13.2.08

Hibernamos siglos en una caverna de cavernícola prehistórico, moderno. Cuando los arqueólogos de la mente llegaron al sitio, no podían creerlo. Las paredes estaban llenas de escrituras, mensajes del subconsciente, miles de palabras que no pudimos reprocharnos, que anotamos creyendo entenderlas, creyendo que nadie las leería, creyendo, que no es sabiendo. Creer, pero el creer del falso saber.
Hibernamos millones de años tras el velo que separaba la cueva de la verdadera realidad (y qué fuerte, que inmenso, que inentendible es decir que haya una realidad verdadera, que haya otra de mentira, que sencillamente no sea una sola), imaginando un muro y sin atrevernos a comprobar que era solo un velo. Nos tocamos el cuerpo en paz, para adivinarnos y no dejar de tenernos presentes. Nos encerramos en nuestras propias caricias, dulcificando el ego, amándonos hasta odiarnos, encerrándonos donde no puedan llegar.
Lloramos miles de veces, incontables veces, y nunca se enteró nadie desde afuera.
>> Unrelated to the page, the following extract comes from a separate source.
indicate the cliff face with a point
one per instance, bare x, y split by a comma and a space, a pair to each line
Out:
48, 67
Ahora la caverna está vacía, los arqueólogos aún perplejos rozan suavemente cada escritura hundida en la piedra, comprobando, asumiendo el hallazgo, saboreando el triunfo de tan valioso tesoro.
Ante sus ojos se abre un mundo casi desconocido, ante sus ojos la realidad se enriquece, las verdades toman más matices de colores, la euforia de entender se apodera de ellos, y solo pueden estar ahí, mirando, leyendo, captando, enriqueciendo todo lo que alguna vez pensaron que habría bajo el Sol.
Hibernamos, sí. Y ya no. Solo quedan esos restos, memorias de un tiempo donde dormíamos llorando sin animarnos a despertar riendo. Solo queda una escritura, un miedo, una necesidad, y una angustia que siempre extraña volver a estar donde nada podía pasar más que una tenue escapada del Sol por una rendija.